Quantum Computing ETFs and Google

Diversification Matters More Than Single-Stock Bets 

Quantum Computing ETFs: Korea-Listed vs. U.S.-Listed

 

Stocks related to quantum computing have surged sharply. Although recent sessions have seen heightened volatility following steep rallies, performance since October has been extraordinary: IonQ is up 372%, Rigetti 1,299%, D-Wave Quantum 729%, and Quantum Computing Inc. 2,686%. Market attention accelerated further after Google announced the performance of its quantum computing chip, Willow, on the 9th.

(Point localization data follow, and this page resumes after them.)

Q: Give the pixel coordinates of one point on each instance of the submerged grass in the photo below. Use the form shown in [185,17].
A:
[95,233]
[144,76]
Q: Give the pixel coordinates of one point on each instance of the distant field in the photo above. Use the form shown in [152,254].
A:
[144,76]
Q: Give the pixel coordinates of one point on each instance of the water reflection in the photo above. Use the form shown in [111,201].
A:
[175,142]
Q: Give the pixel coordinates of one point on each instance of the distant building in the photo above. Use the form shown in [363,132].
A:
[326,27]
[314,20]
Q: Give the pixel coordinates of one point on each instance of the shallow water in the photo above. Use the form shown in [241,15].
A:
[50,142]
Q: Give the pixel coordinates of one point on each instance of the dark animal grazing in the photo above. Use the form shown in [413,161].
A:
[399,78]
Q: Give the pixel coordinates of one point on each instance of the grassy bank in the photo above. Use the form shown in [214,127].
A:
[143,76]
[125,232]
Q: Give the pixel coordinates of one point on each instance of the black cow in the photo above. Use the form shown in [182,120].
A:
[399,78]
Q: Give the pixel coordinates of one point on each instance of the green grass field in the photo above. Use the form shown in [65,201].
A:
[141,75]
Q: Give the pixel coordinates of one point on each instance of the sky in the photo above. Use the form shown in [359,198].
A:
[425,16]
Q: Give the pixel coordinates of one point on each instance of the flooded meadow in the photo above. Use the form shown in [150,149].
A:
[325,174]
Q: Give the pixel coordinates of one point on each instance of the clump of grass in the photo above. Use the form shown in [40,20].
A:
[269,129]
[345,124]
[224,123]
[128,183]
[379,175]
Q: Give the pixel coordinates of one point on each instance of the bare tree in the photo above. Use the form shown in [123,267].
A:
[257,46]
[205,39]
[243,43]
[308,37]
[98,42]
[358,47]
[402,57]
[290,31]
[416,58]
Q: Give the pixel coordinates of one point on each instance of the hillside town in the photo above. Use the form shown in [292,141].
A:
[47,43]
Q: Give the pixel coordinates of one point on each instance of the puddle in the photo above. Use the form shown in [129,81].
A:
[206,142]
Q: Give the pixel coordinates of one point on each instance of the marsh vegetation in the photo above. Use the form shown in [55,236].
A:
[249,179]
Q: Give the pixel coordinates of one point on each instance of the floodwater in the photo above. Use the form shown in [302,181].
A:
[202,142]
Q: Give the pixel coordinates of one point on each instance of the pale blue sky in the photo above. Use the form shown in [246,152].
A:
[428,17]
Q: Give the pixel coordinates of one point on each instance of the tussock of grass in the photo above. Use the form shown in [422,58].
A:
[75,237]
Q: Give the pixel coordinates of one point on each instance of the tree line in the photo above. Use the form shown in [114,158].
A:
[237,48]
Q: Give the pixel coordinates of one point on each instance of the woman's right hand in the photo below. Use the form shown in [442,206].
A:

Investors remain divided—some argue the sector is still in its infancy, while others see it as the next major theme after AI. Still, with quantum computing selected as one of the key themes at CES, the world’s largest consumer electronics show to be held early next year in the U.S., perceptions that it belongs only to the distant future appear to be shifting.

 

Quantum computers equipped with Google’s Willow chip reportedly solved in five minutes a computation that would take a conventional supercomputer 10 septillion years (10²⁵ years) to complete. Traditional computers store information in units called bits, which represent either “0” or “1.” Quantum computers use qubits, a term combining “quantum” and “bit.” Under the principles of quantum mechanics, qubits can exist as both “0” and “1” simultaneously—a property known as quantum superposition. This characteristic dramatically enhances efficiency in finding optimal solutions.

 

For example, if there are 100 possible routes to reach a destination, a classical computer would simulate each route sequentially before selecting the fastest. A quantum computer, by contrast, evaluates all 100 routes simultaneously to identify the optimal path. In general, a quantum computer can process 2ⁿ possibilities in parallel, where n is the number of qubits. Google’s Willow chip consists of 105 qubits.

 

There are two primary approaches to quantum computing: superconducting and trapped-ion technologies. Trapped-ion systems leverage the stability of ions at the atomic level and can operate in near-room-temperature vacuum environments. Superconducting systems, meanwhile, offer faster processing speeds and compatibility with existing semiconductor infrastructure, but require ultra-low temperatures near –273°C and historically suffer from higher error rates.

 

Google’s quantum computers are based on the superconducting approach. As the number of qubits increases, error rates typically rise. However, alongside the Willow chip, Google published results in the journal Nature showing a dramatic reduction in error rates even as qubit counts increase. This development potentially erodes the traditional advantage of trapped-ion systems, which have been regarded as more stable.

 

Market reactions were swift. In the three trading days following Google’s announcement, Alphabet shares rose 9.46%, while IonQ—representing the trapped-ion approach—fell 12.41%. That said, trapped-ion technology is also advancing rapidly, and it remains unclear which approach will ultimately dominate commercialization. For this reason, investing in a single quantum computing stock carries significant risk.

 

Currently, ETFs explicitly labeled with the “quantum computing” theme include KOSEF U.S. Quantum Computing (498270) in Korea and Defiance Quantum ETF (QTUM) in the United States. The KOSEF ETF was listed on December 17, while QTUM has been trading since September 2018. Given that the industry is still at an early stage, the number of available products remains limited.

 

The KOSEF ETF holds 20 stocks, with the top five capped at 8% each during periodic rebalancing. In practice, however, sharp price gains have pushed IonQ’s weight to around 28%. Since the ETF rebalances semiannually in May and November, IonQ’s allocation is expected to be reset to 8% in May 2025.

 

The QTUM ETF invests in 71 stocks on an equal-weight basis. Like KOSEF, recent rallies had temporarily boosted the weights of key names such as Rigetti (12.46%), D-Wave Quantum (11.77%), and IonQ (5.04%). However, during its semiannual rebalancing on December 20—coinciding with U.S. options expiration—all holdings were adjusted back to roughly 1.5% each.

 

ETFs are designed to provide diversified exposure to the core players within a specific industry or theme. Compared with single-stock investments, they help mitigate volatility and reduce company- or technology-specific risks. As discussed, quantum computing is a theme where diversification is particularly important. While additional competing ETFs may emerge over time, investors should pay close attention to portfolio composition, weighting methodology, and rebalancing schedules when selecting products.